The threatening clouds over Putnam Stadium proved an ideal test of teamwork as groups of seventh-graders rushed to launch their pop-bottle rockets Thursday before the rain came down.
It was a launch date planned since last autumn and widely anticipated among the Verity middle schoolers, who have been studying rockets and the physics behind them for weeks.
In groups of three to five, they brought missiles, which they cobbled together themselves from two-liter pop bottles and fins made of paper, to the field, filled them with water, then set them on prepositioned launch pads where they were pressurized with compressed air.
A simple rope-activated triggering device launched the rockets, which leapt into the air amid showers of water droplets and the cheers of the assembled students.
Duties were carefully divided among teammates, some responsible for loading, others for positioning on the pad and still others for tracking and calculating launch altitude.
The exercise and preceding classroom work combined science and teamwork, said faculty leaders Jerry Whelan and Cathy Hall.
The students had instructions on how to build rockets and simple tracking instruments, but had to do the work themselves.
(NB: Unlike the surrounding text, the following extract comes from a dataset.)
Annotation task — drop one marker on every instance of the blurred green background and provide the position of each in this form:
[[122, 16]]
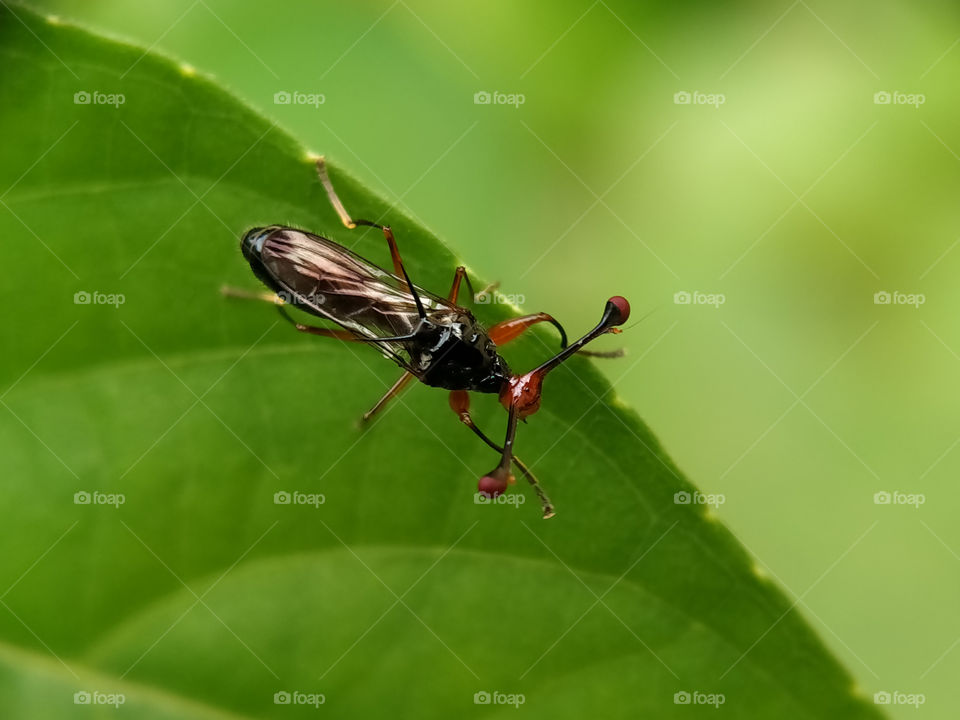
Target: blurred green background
[[798, 197]]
That meant researching aeronautical principles and brushing up on the trigonometry necessary for calculating altitude.
It also required innovation, as in the case of one builder who lost an essential washer that was to be part of the tracker. His solution, a lifesaver candy, was sticky but doable, Whelan said.
“He had to do it himself. I told him I wasn’t going to do it for him,” Whelan said.
“There was a lot of problem solving,” Hall said.
Then they had to work together to get the rocket launch-ready and into the sky. The entire experience mirrored a real rocket launch, in which scores of scientists and technicians work together to put machines into space.
The exercise was a dry run — or more literally a wet run — for another launch of rockets with commercially- available hobby engines.